The overall efficacy associated with pembrolizumab for patients with MSI gastric cancer in this dataset is as expected (9). Importantly, although PD-L1 staining on tumor and immune cells (combined proportion score) can broadly discriminate between ICI-sensitive and ICI-insensitive non–MSI gastric cancer, PD-L1 assessment alone does not have predictive value in patients with MSI gastric cancer. Similarly, MSI and the presence of Epstein–Barr virus, another driver of immune response in gastric cancer, were mutually exclusive, suggesting that an exhaustive search for other biomarkers associated with ICI sensitivity in MSI gastric cancer may be unwarranted. A limitation of this research is its restriction to Asian patients with MSI gastric cancer; although no evidence has been presented from clinical trials to suggest that Asian patients with MSI gastric cancer have differential sensitivity to ICI compared with non-Asian patients, the prognostic effect of MSI gastric cancer in operable disease is more pronounced in Asian patients, suggesting some degree of interaction between the MSI genotype and host environment (10). Asian patients with gastric cancer appear to derive more survival benefit from ICI in general, although this may result from lower metastatic disease burden rather than any innate enhanced immune responsiveness in Asian patients. As such, the findings of Kwon and colleagues (1) are likely to broadly reflect those in the global MSI gastric cancer population.

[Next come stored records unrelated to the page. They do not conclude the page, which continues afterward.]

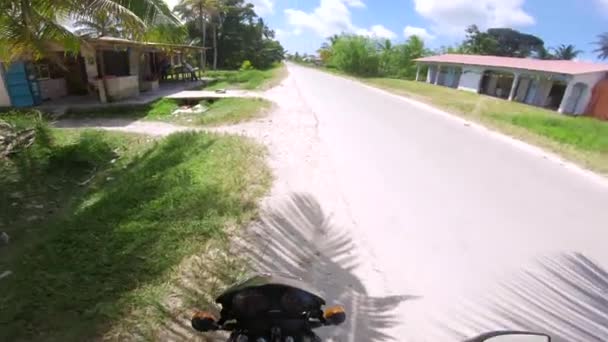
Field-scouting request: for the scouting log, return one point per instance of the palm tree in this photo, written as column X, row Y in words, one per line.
column 30, row 27
column 566, row 52
column 198, row 10
column 602, row 46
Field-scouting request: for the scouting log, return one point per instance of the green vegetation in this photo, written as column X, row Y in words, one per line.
column 247, row 79
column 365, row 56
column 584, row 140
column 231, row 27
column 223, row 111
column 101, row 222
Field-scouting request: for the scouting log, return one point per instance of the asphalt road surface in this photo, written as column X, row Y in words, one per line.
column 484, row 232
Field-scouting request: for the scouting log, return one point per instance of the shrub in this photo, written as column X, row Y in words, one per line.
column 246, row 65
column 356, row 55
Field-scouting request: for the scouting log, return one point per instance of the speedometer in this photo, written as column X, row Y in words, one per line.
column 250, row 303
column 295, row 302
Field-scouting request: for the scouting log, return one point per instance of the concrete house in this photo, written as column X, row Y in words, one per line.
column 561, row 85
column 130, row 68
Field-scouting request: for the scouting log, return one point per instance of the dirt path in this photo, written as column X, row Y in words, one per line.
column 155, row 128
column 307, row 228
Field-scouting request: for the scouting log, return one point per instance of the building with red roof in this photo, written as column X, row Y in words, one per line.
column 561, row 85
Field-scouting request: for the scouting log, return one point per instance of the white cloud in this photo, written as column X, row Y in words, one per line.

ICI has shifted the paradigm for MSI tumors; long-term survival is now a realistic prospect for many patients with MSI gastric cancer. Sadly, for around a third of MSI patients, intrinsic resistance to anti–PD-1 therapy can dash these hopes. In this richly described data set, representing the largest prospective cohort of MSI gastric cancer to date, Kwon and colleagues (1) shine a light on interpatient heterogeneity in TMB and the immune and stromal environment as major factors responsible for ICI sensitivity in MSI gastric cancer. This work also takes the first steps toward understanding the landscape of acquired resistance in MSI gastric cancer treated with anti–PD-1 antibodies. For MSI gastric cancers that are innately immunologically evasive, the challenge for the future will be to develop clinically useful biomarkers to prospectively identify the patients who are likely to require up-front combination therapy to enhance ICI efficacy. These could include dual ICI blockade focusing on CTLA4, LAG3, and/or TIM3 inhibition; Wnt or JAK–STAT inhibition; or combinations targeting coexisting driver genomic alternations (ERBB2, FGFR2, CDH1), all of which are under current clinical investigation.
Authors' Disclosures
E. Fontana is an employee of Hospital Corporation of America (HCA) Healthcare UK. E.C. Smyth reports grants and personal fees from BMS; personal fees from AstraZeneca, Merck, Roche, Servier, Astellas, Zymeworks, and personal fees from Beigene outside the submitted work.
Acknowledgments
The authors thank Gary Doherty, MD, PhD, for his review of the text and helpful comments.